Question 10 : Quel cas exprime le prix d'une chose quand il est estimé de façon indéterminée (ex: cela vaut beaucoup) ?

A. L'accusatif
B. Le datif
C. Le génitif
D. Le vocatif

Réponse : C. C'est le génitif de prix (magni, parui, pluris). Si le prix était déterminé par un chiffre précis, on utiliserait l'ablatif. Cette nuance est un classique des épreuves de grammaire en khâgne.

Question 11 : "Cum" suivi du subjonctif imparfait exprime généralement :

A. La simultanéité dans le passé (valeur historique ou causale)
B. Une condition irréelle du présent
C. Une répétition dans le présent
D. Une conséquence future

Réponse : A. C'est le "cum historique". Il se traduit souvent par "alors que", "comme" ou par un participe présent. Il indique la circonstance dans laquelle se déroule l'action principale au passé. L'option B est fausse, car l'irréel du présent utilise aussi le subjonctif imparfait mais dans une structure "Si.".

Question 12 : Quel est le sens de la conjonction "ut" suivie de l'indicatif ?

A. Afin que (but)
B. De sorte que (conséquence)
C. Bien que (concession)
D. Quand ou de même que (temporel ou comparatif)

Réponse : D. C'est une règle d'or : "ut" + subjonctif = but ou conséquence ; "ut" + indicatif = temps (quand) ou comparaison (comme).

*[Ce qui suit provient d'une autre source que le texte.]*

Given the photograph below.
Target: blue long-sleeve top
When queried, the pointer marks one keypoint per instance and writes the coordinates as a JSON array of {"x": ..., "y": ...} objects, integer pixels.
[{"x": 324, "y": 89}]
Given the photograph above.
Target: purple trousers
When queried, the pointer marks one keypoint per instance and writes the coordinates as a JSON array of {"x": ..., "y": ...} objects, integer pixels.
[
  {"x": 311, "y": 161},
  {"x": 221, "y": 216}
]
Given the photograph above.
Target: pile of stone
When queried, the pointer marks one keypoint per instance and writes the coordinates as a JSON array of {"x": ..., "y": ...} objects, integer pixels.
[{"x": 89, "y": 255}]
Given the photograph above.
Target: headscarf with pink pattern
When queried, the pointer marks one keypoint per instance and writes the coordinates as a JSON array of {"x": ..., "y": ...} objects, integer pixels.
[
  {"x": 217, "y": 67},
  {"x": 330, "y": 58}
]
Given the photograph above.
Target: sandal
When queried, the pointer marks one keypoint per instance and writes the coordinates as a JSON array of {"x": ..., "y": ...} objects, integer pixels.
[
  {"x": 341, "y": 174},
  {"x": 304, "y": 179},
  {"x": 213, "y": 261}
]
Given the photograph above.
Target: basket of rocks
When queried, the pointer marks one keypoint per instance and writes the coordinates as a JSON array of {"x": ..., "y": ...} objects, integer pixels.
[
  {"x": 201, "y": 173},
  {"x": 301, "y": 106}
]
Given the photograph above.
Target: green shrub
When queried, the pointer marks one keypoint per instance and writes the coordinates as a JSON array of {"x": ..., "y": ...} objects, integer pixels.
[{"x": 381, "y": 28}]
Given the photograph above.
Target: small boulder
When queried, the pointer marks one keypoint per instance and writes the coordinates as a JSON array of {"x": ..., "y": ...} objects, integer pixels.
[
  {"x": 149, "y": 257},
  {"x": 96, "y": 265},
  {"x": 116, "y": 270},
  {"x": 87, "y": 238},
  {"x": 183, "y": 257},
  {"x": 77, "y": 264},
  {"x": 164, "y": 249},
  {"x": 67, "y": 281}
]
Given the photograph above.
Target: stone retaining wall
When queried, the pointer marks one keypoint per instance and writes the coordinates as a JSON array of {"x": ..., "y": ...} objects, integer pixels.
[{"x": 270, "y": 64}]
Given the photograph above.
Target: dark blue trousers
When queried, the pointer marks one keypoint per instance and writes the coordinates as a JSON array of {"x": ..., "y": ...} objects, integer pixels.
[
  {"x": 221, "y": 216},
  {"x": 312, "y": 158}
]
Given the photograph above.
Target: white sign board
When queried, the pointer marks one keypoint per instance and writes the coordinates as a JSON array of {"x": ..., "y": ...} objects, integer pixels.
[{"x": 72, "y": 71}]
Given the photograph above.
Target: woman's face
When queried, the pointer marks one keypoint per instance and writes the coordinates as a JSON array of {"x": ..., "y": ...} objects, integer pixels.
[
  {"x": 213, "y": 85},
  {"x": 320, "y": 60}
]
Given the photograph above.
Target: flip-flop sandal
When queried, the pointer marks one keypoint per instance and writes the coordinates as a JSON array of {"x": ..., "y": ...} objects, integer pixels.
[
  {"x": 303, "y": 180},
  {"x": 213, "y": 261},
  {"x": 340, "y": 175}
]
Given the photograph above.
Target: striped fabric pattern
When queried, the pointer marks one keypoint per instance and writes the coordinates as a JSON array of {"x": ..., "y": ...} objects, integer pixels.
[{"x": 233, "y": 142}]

Confondre les deux mène directement au contresens sur la structure de la phrase.

Question 13 : Qu'est-ce qu'une "supine en -u" (ex: horribile uisu) ?

A. Un verbe au futur antérieur
B. Un substantif verbal à l'ablatif de point de vue
C. Une forme d'impératif futur
D. Un adjectif de la quatrième déclinaison

Réponse : B. Le supine en -u complète des adjectifs pour préciser sous quel rapport l'adjectif s'applique. "Horribile uisu" signifie "horrible à voir". C'est une forme rare mais précieuse pour la précision de la traduction.

Question 14 : Laquelle de ces formes est un impératif futur ?

A. Amate
B. Amavisse
C. Amato
D. Amandi

Réponse : C. L'impératif futur (amato, amatote) est utilisé dans les textes juridiques ou pour des ordres dont l'exécution est différée. Il est plus solennel que l'impératif présent (amate). Amandi (D) est un gérondif.

Question 15 : En traduction, que signifie "respecter l'aspect du verbe" ?

A. Distinguer une action en train de se faire d'une action achevée
B. Vérifier si le verbe est à la voix passive ou active
C. Accorder le verbe avec son sujet en nombre
D. Traduire systématiquement le parfait par un passé simple

Réponse : A. L'aspect est la manière dont le procès est envisagé : l'infectum (présent, imparfait) montre l'action en cours, le perfectum (parfait, plus-que-parfait) montre l'action accomplie. C'est essentiel pour choisir entre l'imparfait et le passé simple en français.